Some would call it ignorance

audiophile power cords

Reply #23
can we please not call these people audiophiles.

they are audiophools at best. or more likely, equipmentophiles.

i consider myself an audiophile but the most expensive bit of equipment for audio playback i have is my mp3 player(cowon s9). i can't tell the difference from that playing through my stereo speakers(generic no-brand bought in a car boot sale for a tenner) and the test models in bang and olufsen. i figure that means that if there is a technical difference then it isn't to big.

eitherway, when i listen to good music i enjoy myself.

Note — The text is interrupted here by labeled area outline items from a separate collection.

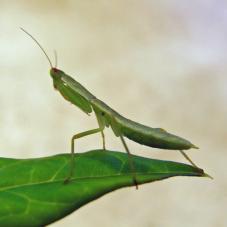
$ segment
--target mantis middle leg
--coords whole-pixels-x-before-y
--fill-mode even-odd
[[[79,139],[79,138],[82,138],[82,137],[85,137],[85,136],[88,136],[88,135],[92,135],[92,134],[95,134],[95,133],[98,133],[98,132],[103,132],[103,129],[102,128],[96,128],[96,129],[91,129],[91,130],[88,130],[88,131],[85,131],[85,132],[81,132],[81,133],[78,133],[78,134],[75,134],[72,139],[71,139],[71,167],[70,167],[70,172],[69,172],[69,176],[65,179],[65,183],[68,183],[70,181],[70,179],[72,178],[73,176],[73,172],[74,172],[74,154],[75,154],[75,150],[74,150],[74,142],[76,139]]]
[[[128,149],[128,146],[124,140],[124,137],[122,135],[120,135],[120,139],[121,139],[121,142],[128,154],[128,159],[129,159],[129,165],[130,165],[130,169],[131,169],[131,172],[132,172],[132,179],[133,179],[133,183],[134,185],[136,186],[136,189],[138,189],[138,183],[137,183],[137,180],[136,180],[136,172],[135,172],[135,166],[134,166],[134,163],[133,163],[133,160],[132,160],[132,155]]]

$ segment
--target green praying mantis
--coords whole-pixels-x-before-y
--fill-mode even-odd
[[[151,128],[135,121],[129,120],[118,112],[110,108],[107,104],[102,102],[100,99],[96,98],[91,94],[84,86],[79,82],[74,80],[72,77],[64,73],[62,70],[53,66],[49,56],[45,52],[44,48],[40,43],[26,30],[21,28],[28,36],[30,36],[33,41],[39,46],[44,55],[46,56],[50,64],[50,76],[53,79],[53,86],[60,94],[69,102],[80,108],[84,113],[90,114],[94,111],[95,116],[98,121],[98,128],[91,129],[85,132],[75,134],[71,138],[71,168],[65,183],[69,182],[73,176],[74,172],[74,153],[75,153],[75,140],[92,135],[95,133],[101,133],[103,150],[105,150],[105,127],[111,127],[115,136],[119,137],[124,149],[126,150],[129,157],[129,165],[132,173],[132,180],[134,185],[137,186],[135,167],[133,164],[133,159],[128,146],[125,141],[125,137],[133,140],[142,145],[146,145],[153,148],[169,149],[169,150],[179,150],[181,154],[197,168],[197,166],[192,162],[192,160],[186,155],[183,150],[188,150],[190,148],[198,148],[193,145],[188,140],[171,134],[162,128]]]

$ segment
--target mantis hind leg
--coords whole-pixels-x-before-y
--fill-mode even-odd
[[[91,130],[88,130],[88,131],[85,131],[85,132],[75,134],[72,137],[72,139],[71,139],[71,166],[70,166],[69,176],[65,179],[64,183],[68,183],[71,180],[73,173],[74,173],[74,159],[75,159],[75,157],[74,157],[74,154],[75,154],[74,142],[75,142],[75,140],[82,138],[82,137],[85,137],[85,136],[88,136],[88,135],[95,134],[95,133],[100,132],[102,130],[103,129],[101,129],[101,128],[91,129]]]
[[[136,186],[136,189],[138,189],[138,183],[137,183],[137,180],[136,180],[136,172],[135,172],[135,166],[134,166],[134,162],[132,160],[132,155],[128,149],[128,146],[124,140],[124,137],[122,135],[120,135],[120,139],[121,139],[121,142],[128,154],[128,159],[129,159],[129,166],[130,166],[130,169],[131,169],[131,172],[132,172],[132,180],[133,180],[133,183],[134,185]]]
[[[194,167],[196,167],[196,168],[199,168],[189,157],[188,157],[188,155],[184,152],[184,151],[182,151],[182,150],[179,150],[180,151],[180,153],[185,157],[185,159],[187,159]]]

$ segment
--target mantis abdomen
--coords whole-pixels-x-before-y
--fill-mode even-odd
[[[162,149],[187,150],[197,148],[191,142],[179,136],[170,134],[161,128],[151,128],[129,120],[99,99],[91,100],[101,128],[113,129],[116,136],[125,136],[137,143]]]

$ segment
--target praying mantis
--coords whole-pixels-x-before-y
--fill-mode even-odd
[[[104,129],[106,127],[111,127],[115,136],[120,138],[123,147],[128,154],[129,165],[132,173],[132,180],[136,188],[138,187],[138,184],[136,180],[135,167],[133,164],[131,153],[126,144],[125,137],[139,144],[153,148],[179,150],[180,153],[193,166],[197,168],[197,166],[183,151],[190,148],[197,149],[197,146],[193,145],[191,142],[182,137],[176,136],[165,131],[162,128],[151,128],[123,117],[118,112],[109,107],[107,104],[105,104],[103,101],[96,98],[96,96],[90,93],[83,85],[81,85],[75,79],[64,73],[62,70],[56,68],[56,66],[53,66],[49,56],[47,55],[41,44],[37,41],[37,39],[35,39],[29,32],[27,32],[23,28],[21,28],[21,30],[25,32],[28,36],[30,36],[30,38],[32,38],[32,40],[39,46],[43,54],[46,56],[51,67],[50,76],[53,79],[54,88],[59,91],[60,94],[67,101],[77,106],[84,113],[90,114],[94,112],[98,121],[98,128],[77,133],[72,136],[70,160],[71,168],[68,177],[65,179],[65,183],[68,183],[71,180],[74,173],[75,140],[95,133],[100,133],[102,137],[103,150],[105,150],[106,147]]]

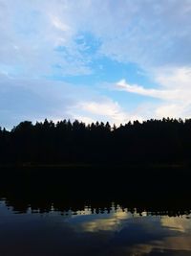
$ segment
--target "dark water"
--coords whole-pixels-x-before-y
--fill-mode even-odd
[[[167,213],[166,213],[167,214]],[[169,217],[111,204],[101,212],[20,213],[0,202],[0,255],[191,255],[191,215]]]
[[[1,171],[0,256],[191,255],[190,171]]]

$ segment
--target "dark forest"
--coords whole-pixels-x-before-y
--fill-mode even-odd
[[[0,129],[1,165],[190,164],[191,119],[129,122],[111,127],[47,119]]]

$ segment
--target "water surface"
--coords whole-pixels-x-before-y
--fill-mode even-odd
[[[191,215],[108,208],[16,211],[0,201],[1,256],[191,255]]]

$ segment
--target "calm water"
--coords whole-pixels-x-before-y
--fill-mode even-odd
[[[171,217],[169,217],[171,215]],[[0,201],[1,256],[191,255],[191,215],[107,209],[16,211]]]

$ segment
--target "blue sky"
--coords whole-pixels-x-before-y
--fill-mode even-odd
[[[191,117],[190,0],[0,0],[0,126]]]

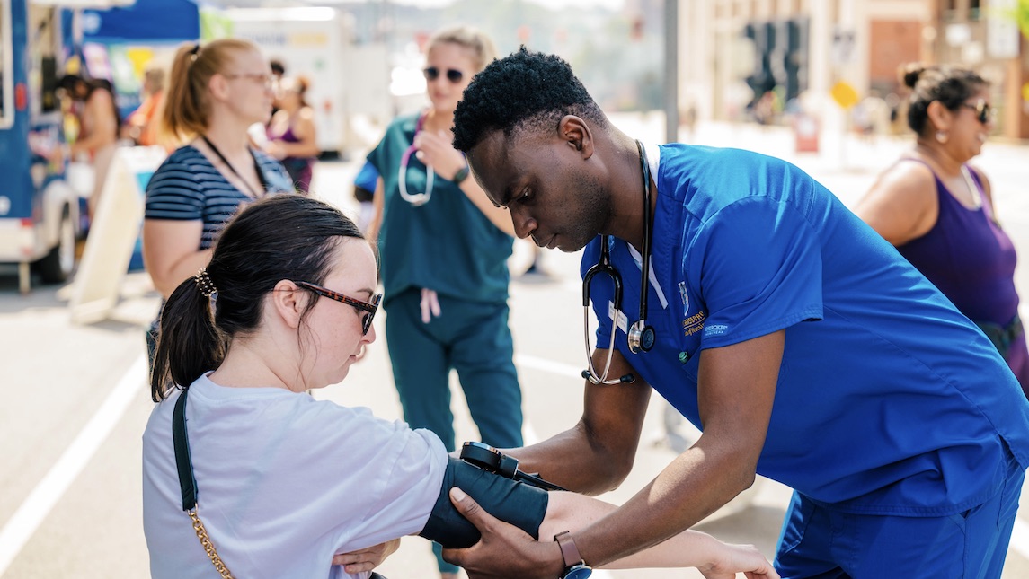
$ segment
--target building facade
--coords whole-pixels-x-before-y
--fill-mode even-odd
[[[830,97],[904,95],[909,62],[978,71],[992,84],[996,132],[1029,139],[1029,55],[1001,11],[1018,0],[682,0],[680,108],[742,119],[774,92],[785,110],[849,122]]]

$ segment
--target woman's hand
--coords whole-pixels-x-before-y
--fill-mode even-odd
[[[436,175],[445,179],[453,179],[457,172],[467,165],[461,151],[454,148],[451,138],[442,131],[428,133],[426,131],[415,135],[415,147],[418,160],[431,167]]]
[[[347,573],[363,573],[382,565],[386,557],[396,552],[400,547],[400,540],[393,539],[385,543],[353,551],[349,553],[336,554],[332,557],[332,565],[342,565]]]
[[[772,564],[753,545],[722,543],[715,560],[697,570],[707,579],[735,579],[737,572],[747,579],[779,579]]]

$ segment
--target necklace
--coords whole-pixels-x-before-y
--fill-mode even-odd
[[[980,209],[983,207],[983,195],[979,192],[979,186],[975,185],[975,180],[971,178],[971,172],[968,171],[968,166],[961,166],[961,176],[965,179],[965,184],[968,185],[968,192],[971,193],[972,209]]]
[[[233,164],[228,162],[228,159],[225,158],[225,155],[221,154],[221,151],[218,150],[218,147],[214,146],[214,143],[212,143],[211,140],[207,138],[207,135],[201,135],[201,139],[204,139],[204,142],[207,143],[207,146],[211,148],[211,151],[213,151],[214,154],[221,159],[221,162],[224,162],[225,167],[227,167],[228,170],[233,172],[233,175],[235,175],[240,180],[240,182],[246,186],[247,190],[244,191],[245,193],[248,193],[250,196],[254,198],[260,198],[264,196],[263,191],[261,192],[255,191],[254,188],[250,186],[250,182],[244,179],[243,176],[240,175],[239,171],[236,171],[236,168],[233,167]],[[247,150],[250,151],[250,147],[247,147]],[[257,179],[260,181],[261,188],[267,189],[268,183],[264,182],[264,174],[261,173],[260,165],[257,162],[257,157],[254,156],[253,151],[250,151],[250,156],[254,159],[254,171],[256,171],[257,173]]]

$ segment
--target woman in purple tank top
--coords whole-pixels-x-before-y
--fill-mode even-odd
[[[315,111],[304,100],[308,81],[303,77],[283,78],[279,83],[276,104],[279,110],[268,123],[268,152],[279,159],[293,186],[301,193],[311,188],[318,149],[315,133]]]
[[[989,84],[968,70],[922,65],[908,66],[903,82],[915,148],[856,213],[986,333],[1029,396],[1015,246],[994,215],[989,180],[968,165],[993,126]]]

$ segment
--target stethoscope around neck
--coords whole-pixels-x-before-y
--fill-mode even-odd
[[[640,311],[639,319],[629,328],[627,340],[629,351],[633,354],[649,352],[653,348],[655,335],[652,326],[646,323],[646,295],[647,285],[650,278],[650,165],[647,162],[646,149],[643,144],[636,141],[636,148],[640,153],[640,169],[643,172],[643,252],[640,264],[642,280],[640,282]],[[582,377],[592,384],[631,384],[636,381],[633,374],[626,374],[616,379],[607,379],[607,372],[611,368],[611,357],[614,355],[614,336],[618,329],[618,316],[622,315],[622,275],[614,265],[611,264],[610,236],[602,236],[600,240],[600,259],[587,270],[582,278],[582,335],[586,341],[586,358],[590,364],[589,368],[582,370]],[[593,356],[590,352],[590,283],[598,274],[606,274],[611,278],[614,285],[612,295],[613,311],[611,312],[611,339],[607,345],[607,362],[604,364],[604,373],[598,375],[593,366]]]
[[[425,117],[428,113],[422,113],[418,117],[418,122],[415,124],[415,137],[418,136],[422,131],[422,126],[425,124]],[[411,145],[407,150],[403,151],[403,156],[400,157],[400,169],[397,171],[397,184],[400,187],[400,197],[410,203],[415,207],[419,207],[429,203],[432,198],[432,175],[435,171],[432,166],[425,166],[425,192],[424,193],[409,193],[407,192],[407,161],[411,160],[411,155],[418,151],[418,147],[415,146],[414,139],[412,139]]]

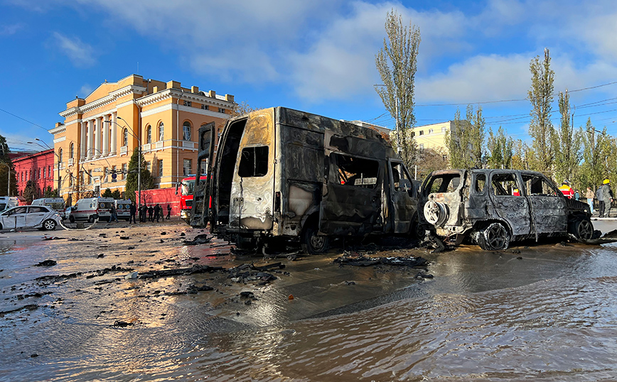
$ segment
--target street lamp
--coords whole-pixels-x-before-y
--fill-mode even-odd
[[[56,156],[56,158],[58,158],[58,196],[59,197],[62,197],[62,195],[61,195],[61,194],[60,194],[60,165],[62,163],[62,162],[60,162],[60,155],[58,155],[58,153],[55,152],[55,150],[54,150],[53,148],[51,148],[50,147],[49,147],[49,145],[48,145],[47,143],[45,143],[45,141],[41,141],[41,139],[39,139],[39,138],[35,138],[34,140],[35,140],[35,141],[38,141],[38,142],[43,142],[43,143],[45,144],[45,146],[47,146],[47,148],[50,149],[50,150],[51,150],[51,152],[53,153],[53,155],[55,155]],[[43,148],[45,148],[45,146],[43,146],[43,145],[41,145],[41,144],[39,143],[38,142],[26,142],[26,143],[34,143],[34,144],[36,144],[36,145],[40,146],[42,147]]]
[[[141,140],[139,139],[139,137],[138,137],[134,133],[133,133],[134,131],[132,128],[131,129],[131,131],[132,131],[132,132],[131,132],[131,133],[129,132],[129,127],[127,127],[127,126],[130,126],[130,125],[129,124],[129,122],[127,122],[126,119],[124,119],[124,118],[122,118],[121,116],[117,116],[116,118],[117,118],[118,119],[122,119],[122,121],[124,121],[124,123],[127,124],[127,126],[124,126],[122,125],[120,125],[117,122],[116,122],[115,121],[104,121],[104,122],[106,122],[107,124],[116,124],[116,126],[119,126],[120,127],[126,129],[127,133],[133,136],[135,138],[135,139],[137,140],[137,143],[139,144],[139,146],[137,146],[137,156],[139,157],[137,158],[137,163],[138,163],[138,168],[138,168],[138,170],[137,170],[137,195],[138,195],[137,204],[138,204],[138,207],[141,207]],[[122,138],[124,139],[124,136],[122,137]]]

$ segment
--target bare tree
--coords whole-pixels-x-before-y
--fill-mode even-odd
[[[396,146],[405,165],[411,167],[417,159],[417,148],[407,131],[416,124],[414,92],[420,30],[411,22],[403,26],[401,16],[394,9],[386,16],[385,30],[387,37],[375,57],[382,85],[375,85],[375,89],[397,121]]]
[[[549,50],[544,49],[544,60],[540,56],[531,60],[531,87],[528,97],[532,104],[529,135],[533,138],[533,168],[545,173],[552,172],[554,152],[552,145],[554,128],[551,123],[551,103],[553,101],[553,82],[555,73],[551,70]]]

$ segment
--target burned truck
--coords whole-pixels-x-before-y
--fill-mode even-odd
[[[205,163],[208,175],[193,227],[240,247],[294,241],[310,253],[335,236],[417,231],[417,190],[375,130],[274,107],[230,119],[216,138],[213,124],[200,129],[197,173]]]
[[[564,197],[540,173],[517,170],[444,170],[429,175],[420,190],[421,224],[460,244],[484,250],[510,241],[554,236],[589,240],[589,206]]]

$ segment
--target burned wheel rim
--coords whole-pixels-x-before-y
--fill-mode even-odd
[[[589,220],[581,220],[579,222],[576,227],[576,233],[579,238],[585,240],[590,240],[594,236],[594,226]]]
[[[499,223],[493,223],[488,226],[485,231],[486,244],[493,249],[505,249],[510,241],[508,231]]]
[[[43,228],[48,231],[53,231],[55,229],[55,222],[48,219],[43,222]]]

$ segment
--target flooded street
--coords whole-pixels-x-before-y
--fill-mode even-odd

then again, i also enjoy lo-fi as well as hi-fi. so maybe i'm predisposed to not minding some crap quality.

audiophile power cords

Reply #24
As several have pointed out, shielded power cords and line filters at the input of equipment power supplies are generally there to deal with keeping noise from entering the power line from the device, not vice-versa.


Then it's a basic assumption that power supplies have bad line filtering? Oh well ...


It's a basic assumption of audiofoolia that everything is bad. That's why everything sounds different to them.